Recently I travelled to Colorado to train with one of my "Uncles" (William DeThouras) as we call him...It was for a private weekend adventure where 10 of us went out to train...2 of my instructors are now in the Phillipines to train for a 3+ week period....Can't wait for their return....


----------



## Devlin76 (Dec 15, 2010)

There have been some good responses, and I think everyone seems to be on the same page.  It definitely depends on individual preference, and how martial arts training fits into your life.  I have a career and family so long drives for MA classes at a school I like a little more are not appropriate.  When I was single and in college I spent several months driving a three hour round trip to train weekly.  If both instructors are good, I would seriously way the advantages of being able to attend classes three times a week instead of once.


----------



## youngbraveheart (Dec 18, 2010)

Boy, I've been so damn lucky and/or blessed...

More than ten years ago, I decided I wanted to train in martial arts after a lifetime away from it since I was a youngster in "Chinese Kenpo." I essentially quit after Bruce Lee died. I live in the Kajukenbo capital of the world with Grandmaster Bautista having his school here in town for maybe forty years. For some reason, I never wanted to do be a part of that style. I did a search on the internet for "Kempo" and stumbled upon a description about Chinese Kempo and training in the town where I live. (Whoa...no way!)

I'm was so naive. I had no idea who William K.S. Chow was, or Bill Chun Sr., or even who Bill Chun Jr. was. I sent an e-mail to Brian and said I was interested. I met with Master Bill Chun Jr. on a Saturday morning at Brian's house as they were training and talked for awhile. I was allowed to train the following week - just him and I - back in April of 2000.
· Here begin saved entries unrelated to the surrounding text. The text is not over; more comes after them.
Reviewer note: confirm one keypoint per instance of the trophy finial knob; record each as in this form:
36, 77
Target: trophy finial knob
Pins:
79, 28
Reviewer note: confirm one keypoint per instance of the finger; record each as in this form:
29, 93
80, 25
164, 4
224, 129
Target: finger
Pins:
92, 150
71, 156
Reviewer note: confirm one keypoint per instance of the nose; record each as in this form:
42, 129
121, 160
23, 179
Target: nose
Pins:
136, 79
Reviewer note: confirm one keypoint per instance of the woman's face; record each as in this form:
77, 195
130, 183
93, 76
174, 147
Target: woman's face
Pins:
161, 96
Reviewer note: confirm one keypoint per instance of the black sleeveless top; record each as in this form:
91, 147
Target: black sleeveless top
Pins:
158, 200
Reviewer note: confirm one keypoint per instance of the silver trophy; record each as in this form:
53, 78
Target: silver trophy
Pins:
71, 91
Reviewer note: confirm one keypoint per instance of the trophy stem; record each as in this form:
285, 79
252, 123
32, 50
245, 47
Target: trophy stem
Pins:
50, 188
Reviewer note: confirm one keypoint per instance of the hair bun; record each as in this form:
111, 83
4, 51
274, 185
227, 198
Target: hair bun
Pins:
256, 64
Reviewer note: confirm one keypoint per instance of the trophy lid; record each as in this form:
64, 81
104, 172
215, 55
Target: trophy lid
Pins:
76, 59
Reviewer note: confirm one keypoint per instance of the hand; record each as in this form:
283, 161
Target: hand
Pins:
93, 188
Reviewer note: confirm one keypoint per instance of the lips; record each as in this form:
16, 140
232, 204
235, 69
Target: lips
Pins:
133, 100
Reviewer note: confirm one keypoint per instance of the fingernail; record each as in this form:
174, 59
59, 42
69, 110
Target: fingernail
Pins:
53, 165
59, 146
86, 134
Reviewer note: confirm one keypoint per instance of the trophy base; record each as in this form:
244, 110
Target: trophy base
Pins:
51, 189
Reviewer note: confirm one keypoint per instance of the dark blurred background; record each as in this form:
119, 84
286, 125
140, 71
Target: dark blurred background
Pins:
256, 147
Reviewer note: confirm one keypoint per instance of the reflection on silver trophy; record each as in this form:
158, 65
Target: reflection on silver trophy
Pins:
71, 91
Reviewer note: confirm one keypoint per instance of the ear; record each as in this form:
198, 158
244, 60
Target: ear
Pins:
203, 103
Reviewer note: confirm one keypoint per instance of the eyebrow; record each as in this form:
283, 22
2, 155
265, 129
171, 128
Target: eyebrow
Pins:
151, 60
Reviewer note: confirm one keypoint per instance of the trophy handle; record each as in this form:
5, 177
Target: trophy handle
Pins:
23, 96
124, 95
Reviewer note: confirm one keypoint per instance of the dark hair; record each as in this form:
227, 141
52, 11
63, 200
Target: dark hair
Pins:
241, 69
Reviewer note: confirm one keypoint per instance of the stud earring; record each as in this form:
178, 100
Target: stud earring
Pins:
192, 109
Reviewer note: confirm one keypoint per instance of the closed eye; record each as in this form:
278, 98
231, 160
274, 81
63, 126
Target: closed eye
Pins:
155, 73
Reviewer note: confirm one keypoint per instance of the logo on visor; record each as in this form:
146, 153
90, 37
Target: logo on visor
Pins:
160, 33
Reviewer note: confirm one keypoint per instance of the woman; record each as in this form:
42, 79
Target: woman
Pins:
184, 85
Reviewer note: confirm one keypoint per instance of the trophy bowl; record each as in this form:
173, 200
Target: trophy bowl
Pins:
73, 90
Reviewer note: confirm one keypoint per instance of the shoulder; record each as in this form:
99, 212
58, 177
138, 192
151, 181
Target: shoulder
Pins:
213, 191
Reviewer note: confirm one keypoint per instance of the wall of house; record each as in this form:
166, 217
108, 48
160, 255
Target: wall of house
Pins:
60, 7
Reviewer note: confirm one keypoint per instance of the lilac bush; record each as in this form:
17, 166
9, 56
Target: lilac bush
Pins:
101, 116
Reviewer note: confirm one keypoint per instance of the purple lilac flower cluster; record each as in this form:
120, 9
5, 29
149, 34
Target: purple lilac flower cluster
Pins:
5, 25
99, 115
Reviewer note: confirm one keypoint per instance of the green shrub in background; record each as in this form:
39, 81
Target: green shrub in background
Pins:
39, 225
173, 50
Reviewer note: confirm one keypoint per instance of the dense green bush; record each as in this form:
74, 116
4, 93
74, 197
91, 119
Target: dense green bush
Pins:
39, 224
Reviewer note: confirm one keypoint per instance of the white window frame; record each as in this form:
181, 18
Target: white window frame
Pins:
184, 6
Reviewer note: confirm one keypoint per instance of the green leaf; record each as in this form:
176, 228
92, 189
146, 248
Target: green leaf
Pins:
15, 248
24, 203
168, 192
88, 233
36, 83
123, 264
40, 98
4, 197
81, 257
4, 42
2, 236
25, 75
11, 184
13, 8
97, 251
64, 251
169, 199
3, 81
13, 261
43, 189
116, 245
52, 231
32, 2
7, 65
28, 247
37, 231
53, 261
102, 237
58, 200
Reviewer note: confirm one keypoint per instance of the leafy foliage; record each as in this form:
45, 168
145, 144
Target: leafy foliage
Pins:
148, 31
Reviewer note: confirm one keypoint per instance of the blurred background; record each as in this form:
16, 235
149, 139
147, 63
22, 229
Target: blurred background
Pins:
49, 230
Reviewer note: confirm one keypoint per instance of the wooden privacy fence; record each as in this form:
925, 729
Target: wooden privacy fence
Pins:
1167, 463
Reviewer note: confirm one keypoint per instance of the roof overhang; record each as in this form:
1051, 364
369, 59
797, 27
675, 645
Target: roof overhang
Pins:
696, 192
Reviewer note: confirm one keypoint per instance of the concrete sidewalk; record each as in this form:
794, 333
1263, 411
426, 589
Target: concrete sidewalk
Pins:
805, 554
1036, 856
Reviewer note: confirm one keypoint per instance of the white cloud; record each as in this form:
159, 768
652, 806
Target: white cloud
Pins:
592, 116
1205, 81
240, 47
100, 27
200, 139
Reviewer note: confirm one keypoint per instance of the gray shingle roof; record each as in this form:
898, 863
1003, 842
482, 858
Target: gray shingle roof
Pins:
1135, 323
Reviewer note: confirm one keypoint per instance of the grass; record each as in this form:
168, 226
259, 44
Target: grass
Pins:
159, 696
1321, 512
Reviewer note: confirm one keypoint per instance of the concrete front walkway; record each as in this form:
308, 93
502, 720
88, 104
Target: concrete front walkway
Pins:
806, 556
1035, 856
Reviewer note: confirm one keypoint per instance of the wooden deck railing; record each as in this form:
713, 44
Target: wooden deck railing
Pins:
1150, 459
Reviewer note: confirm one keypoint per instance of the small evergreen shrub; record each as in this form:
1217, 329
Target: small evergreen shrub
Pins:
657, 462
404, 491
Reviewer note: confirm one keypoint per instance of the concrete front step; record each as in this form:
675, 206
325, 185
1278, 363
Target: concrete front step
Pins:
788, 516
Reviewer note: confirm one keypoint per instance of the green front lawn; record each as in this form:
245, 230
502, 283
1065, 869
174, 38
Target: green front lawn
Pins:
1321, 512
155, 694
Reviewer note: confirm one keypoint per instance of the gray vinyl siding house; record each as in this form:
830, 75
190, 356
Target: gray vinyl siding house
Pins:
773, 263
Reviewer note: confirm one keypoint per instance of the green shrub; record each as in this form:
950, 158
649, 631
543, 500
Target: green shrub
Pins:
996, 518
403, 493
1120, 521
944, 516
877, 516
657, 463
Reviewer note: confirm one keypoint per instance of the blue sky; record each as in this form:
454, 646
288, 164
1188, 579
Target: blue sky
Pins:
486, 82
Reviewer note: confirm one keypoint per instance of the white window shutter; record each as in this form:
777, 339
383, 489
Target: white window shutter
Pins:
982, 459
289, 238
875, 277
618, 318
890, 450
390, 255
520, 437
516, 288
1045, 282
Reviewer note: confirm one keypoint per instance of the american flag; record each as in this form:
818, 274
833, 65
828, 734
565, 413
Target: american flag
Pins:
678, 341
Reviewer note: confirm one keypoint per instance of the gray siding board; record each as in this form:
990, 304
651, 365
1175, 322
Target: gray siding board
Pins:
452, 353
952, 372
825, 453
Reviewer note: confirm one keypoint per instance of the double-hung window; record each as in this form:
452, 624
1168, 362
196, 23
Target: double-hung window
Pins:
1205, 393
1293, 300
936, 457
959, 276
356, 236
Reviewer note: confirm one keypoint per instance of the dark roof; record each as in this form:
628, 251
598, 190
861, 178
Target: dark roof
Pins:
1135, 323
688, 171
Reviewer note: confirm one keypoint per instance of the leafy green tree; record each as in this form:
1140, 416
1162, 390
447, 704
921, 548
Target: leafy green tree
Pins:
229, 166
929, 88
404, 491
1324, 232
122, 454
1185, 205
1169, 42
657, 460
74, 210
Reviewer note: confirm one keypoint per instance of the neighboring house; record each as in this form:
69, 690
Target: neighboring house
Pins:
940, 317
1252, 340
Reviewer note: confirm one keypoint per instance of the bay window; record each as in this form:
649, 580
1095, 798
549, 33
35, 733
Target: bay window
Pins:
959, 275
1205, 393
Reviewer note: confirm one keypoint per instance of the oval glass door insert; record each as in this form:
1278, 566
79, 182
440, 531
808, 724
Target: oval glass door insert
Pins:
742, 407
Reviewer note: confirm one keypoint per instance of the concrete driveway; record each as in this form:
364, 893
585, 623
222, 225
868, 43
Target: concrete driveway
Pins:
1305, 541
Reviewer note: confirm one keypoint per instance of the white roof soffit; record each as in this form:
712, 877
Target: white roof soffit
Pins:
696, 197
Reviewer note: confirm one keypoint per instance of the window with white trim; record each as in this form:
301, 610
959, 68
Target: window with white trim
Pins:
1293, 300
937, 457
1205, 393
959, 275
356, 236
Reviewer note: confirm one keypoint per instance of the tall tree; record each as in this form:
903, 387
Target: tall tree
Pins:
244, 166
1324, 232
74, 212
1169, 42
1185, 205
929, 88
Knowing what I know now, I'd travel whatever miles I had to in order to be student in the Chow/Chun style under Master Bill Chun Jr. I'm really fortunate that I can walk to Brian's house if I wanted to. It was meant for me to be where I am today and it was worth the wait...


----------



## searcher (Dec 18, 2010)

I drive an hour 3 times per week to train.


----------



## kempo (Dec 19, 2010)

searcher said:


> I drive an hour 3 times per week to train.


 
Is that an hr one way?


----------



## searcher (Dec 19, 2010)

kempo said:


> Is that an hr one way?


 

Yes, each way.


----------



## Big Don (Dec 20, 2010)

This thread makes me aware of how fortunate I am. My commute to class is 5 minutes, 3 if there is no traffic. We've had both Mr Planas and Mr Trejo several times a year, since I started, and Ed Parker Jr has also done seminars in our little town.


----------



## RevDogo (Dec 22, 2010)

Presently I drive only about 12 minutes to a Shaolin Kempo offshoot school in my area.
I train in other things as time allows but i figured with family obligations it is better to train in one thing regularly than to train in AK once a month or as time allowed.
I will end up trying to get a Black Belt in SKK but I supplement it with Kali/Kuntaw and Jujutsu training as time allows.
Videos help alot and seminars as well.


----------



## Yondanchris (Jan 1, 2011)

Travel is an issue, but it all depends on your dedication and objectives in learning American Kenpo! If you feel a break in your training would not be detremental, go for it. 
But be true to yourself and your training, and dont let anyone knock you down for that decision!


----------



## kenpojitsu13 (Apr 15, 2011)

I travel 2 hours one way. Did that once a week for a year and a half for an hour private lesson. Now, I travel twice a month (every other week) for a 2 hour private each time. There were other instructors closer but once I met my instructor and what he had to offer I didn't want to train anywhere else. I would have to agree with most on here and go with the best instructor. Everything else will fall into place.


----------